Quand il ne représente pas des personnages défigurés aux allures de monstres, le Roumain qui vit entre Londres et Berlin, confronte l’univers indompté de la jungle exotique et la sophistication urbaine : ses toiles colorées mêlent formes végétales et animales indéfinissables et silhouettes humaines. Elles ont d’ailleurs été présentées lors de sa dernière exposition parisienne Jungle In Paris, à la galerie Thaddaeus Roppac. Pour la saison culturelle France-Roumanie, ses peintures, collages et dessins côtoieront notamment les œuvres de Constantin Brâncuşi, Victor Brauner, Ana Lupaş, Geta Brătescu ou encore Tristan Tzaraà.

Adrian Ghenie, “Forest Landscape with Fire”, 2018, huile sur toile – 200,5 x 290,2 cm.

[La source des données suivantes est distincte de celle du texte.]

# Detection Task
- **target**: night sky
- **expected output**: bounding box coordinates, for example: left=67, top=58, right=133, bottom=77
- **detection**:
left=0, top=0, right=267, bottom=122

Courtesy of Galerie Thaddaeus Ropac

Isidore Isou, la légende à l'origine du lettrisme

 

Penseur, poète, cinéaste, plasticien… L’œuvre aussi prolifique que révolutionnaire d’Isidore Isou fait l’objet d’une rétrospective au Centre Pompidou du 6 mars au 20 mai 2019. “Les jeunes sont esclaves de leur famille, de leur époque, de l’économie, [ils] sont soumis à la hiérarchie, [ils] sont sans pouvoir et sans liberté, soumis aux vieux, lesquels se réclament toujours de leur expérience…”, écrit-il en 1950 dans le premier manifeste du Soulèvement de la jeunesse.

 

Cinq ans plutôt, il débarque à Paris après avoir traversé le “rideau de fer”, avec une valise pleine de manuscrits. Il se fait passer pour un journaliste et tente de vendre son Introduction à une nouvelle poésie et à une nouvelle musique à Gaston Gallimard, en vain. Isidore Isou Goldstein de son vrai nom parvient malgré tout à imposer le lettrisme : une poésie sans mots, composée uniquement de syllabes, dénuée de tout sens immédiat. Mouvement qu’il étend à la peinture et au cinéma, en prônant un 7e art sans image, qui séduit Guy-Ernest Debord, grand instigateur de Mai 68. Il aura fallu beaucoup de détermination et quelques années à Isidore Isou pour lancer véritablement la dernière des avant-gardes parisiennes.

 

 

 

Isidore Isou “Traité de bave et d'éternité”, 1951

Saison culturelle France-Roumanie, jusqu’au 14 juillet prochain.

Le 15 février prochain, Trax magazine investit la Rotonde Stalingrad pour mettre en lumière la scène underground roumaine lors d’une soirée club exceptionnelle.